Monday, October 15, 2007

SF Vs. Fantasy

Mark Chadbourn is still unhappy about the world at large: now he says that Fantasy is beating SF because the world is too rationalistic, and we all need to run around in loincloths howling at the moon for a while, which, counter-intuitively, will increase the profile of super-rational SF. (Or something; the point isn't entirely clear.)

Sigh. I disagree with just about every sentence in that essay, so, if I'm not careful, I'll run on at the mouth for thousands of words. But I'll try to be brief, and just hit a few high points on the SF/Fantasy issue. I'm going to ignore everything he says about wider society, since that's a can of worms I don't want to open. (But, still: I think he's completely wrong, wrong, wrong -- about sources and trends and...well, everything, really.)

One. Perhaps -- just perhaps -- these two facts are not unrelated:

1) Fantasy is currently much more successful than SF in book form.

2) Fantasy books, to put it in less loaded terms than Chadbourn does, are fun to read and attract a large audience of people who love them. SF books are serious, dour affairs that, in his deadening, grandiloquent words "will undoubtedly be read in decades to come."

One and one-half. Uh-huh. Genre works that have a minor audience now will be massively more popular at some unspecified time in the future when we're all less rational and less amenable to the stories of SF. Go on, pull the other one.

Two. Chadbourn is comparing "serious" SF with "bestselling" fantasy to make his point. There is also "serious" fantasy, which often sells at about the level of "serious" SF. And there is also bestselling SF, which these days is mostly media tie-ins. (And popular adventure stories like Anne McCaffrey's "Pern" books and Orson Scott Card's "Ender" series.) And there might be more SF that sold at that level if there were more people writing in a crowd-pleasing style similar to that of the big fantasy series. Nothing forces SF to be serious literature for the ages, or keeps fantasy from being such.

Three. New Wave SF desperately wanted the prestige and seriousness of the mainstream novel. And now it's got all of that -- and the sales to match.

Four. Once you correct for the near-complete collapse of mass-market distribution in the US, SF is only slightly down. This may be no consolation to readers or writers; but a greater number of mass-market titles used to have wider distribution, in lots of small outlets frequented by people who don't go to book stores. Those books aren't in those places anymore, and those sales have been lost.

(The equivalent problem in the UK seems to be derived from the collapse of the net pricing scheme, and the consequent rise of mega-discounting by supermarket chains and an ever greater emphasis on fewer and fewer would-be bestsellers.)

There are a few mass-market winners each year, but even they aren't as big winners as they were a decade ago.

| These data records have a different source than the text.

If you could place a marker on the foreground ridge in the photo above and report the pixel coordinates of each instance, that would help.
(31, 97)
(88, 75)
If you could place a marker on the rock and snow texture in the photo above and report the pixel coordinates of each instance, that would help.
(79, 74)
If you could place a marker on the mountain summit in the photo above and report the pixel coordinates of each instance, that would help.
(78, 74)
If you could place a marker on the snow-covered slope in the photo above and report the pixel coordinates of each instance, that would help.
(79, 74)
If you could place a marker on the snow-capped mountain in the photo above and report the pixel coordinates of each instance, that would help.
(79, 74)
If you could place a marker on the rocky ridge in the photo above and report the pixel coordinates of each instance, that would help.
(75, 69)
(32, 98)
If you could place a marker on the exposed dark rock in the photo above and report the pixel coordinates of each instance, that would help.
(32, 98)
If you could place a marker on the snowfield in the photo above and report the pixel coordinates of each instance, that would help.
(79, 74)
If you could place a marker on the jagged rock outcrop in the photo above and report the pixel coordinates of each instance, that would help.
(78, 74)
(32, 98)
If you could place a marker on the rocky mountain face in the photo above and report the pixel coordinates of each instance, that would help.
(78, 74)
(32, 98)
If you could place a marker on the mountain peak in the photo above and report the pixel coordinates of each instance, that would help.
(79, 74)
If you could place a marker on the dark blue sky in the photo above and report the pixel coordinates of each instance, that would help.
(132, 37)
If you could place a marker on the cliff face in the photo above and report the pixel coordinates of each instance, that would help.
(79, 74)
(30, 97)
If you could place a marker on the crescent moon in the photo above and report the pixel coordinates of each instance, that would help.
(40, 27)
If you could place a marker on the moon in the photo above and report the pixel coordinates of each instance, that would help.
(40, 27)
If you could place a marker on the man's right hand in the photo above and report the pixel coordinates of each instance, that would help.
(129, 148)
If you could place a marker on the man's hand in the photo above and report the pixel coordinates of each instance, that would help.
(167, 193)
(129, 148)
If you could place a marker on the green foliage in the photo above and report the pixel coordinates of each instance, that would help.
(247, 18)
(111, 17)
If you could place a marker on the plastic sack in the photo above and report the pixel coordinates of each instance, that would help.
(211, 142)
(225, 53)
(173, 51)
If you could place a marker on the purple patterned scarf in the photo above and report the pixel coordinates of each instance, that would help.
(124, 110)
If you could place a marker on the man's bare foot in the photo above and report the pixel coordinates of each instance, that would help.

It's possible that the mass-market format itself is in a death spiral, or just settling down to a new, lower, level of sales after the recent increase in sales of hardcovers and trade paperbacks.


Shaun Farrell said...

Nice post, Andrew. I'm going to link it on my blog,

There really is no reason why serious SF and seroius fantasy can't also be entertaining with engaging characters and fast moving plots. I just finished reading Hyperion. It's full of big ideas, complicated situations, metaphysical questions about humanity and God, and all the while an entertaining, engrossing read.

I also find it curious that MM sales have dropped while more expensive books are selling better. It might be that television, the internet, podcast fiction, video games, ect., have replaced MM as cheap means to escape, while readers are still willing to pay for nice editions of books they really want. Just a thought.

Andrew Wheeler said...

Shaun: You may have something there; the lingering death of the mass-market paperback does seem to have put us into a world where there are serious readers (more of them than there used to be, and willing to pay more for books) and people who don't read at all, but not the formerly large group of people who used to read a paperback now and then to pass the time.

Whether that loss is cause or effect is up for debate, and it's a complicated question. But those people certainly have found other things to do with those formerly book-reading moments, whatever reason you give for it.

Shaun Farrell said...

I thinks that's a big part of it, Andrew. Less free time and more options.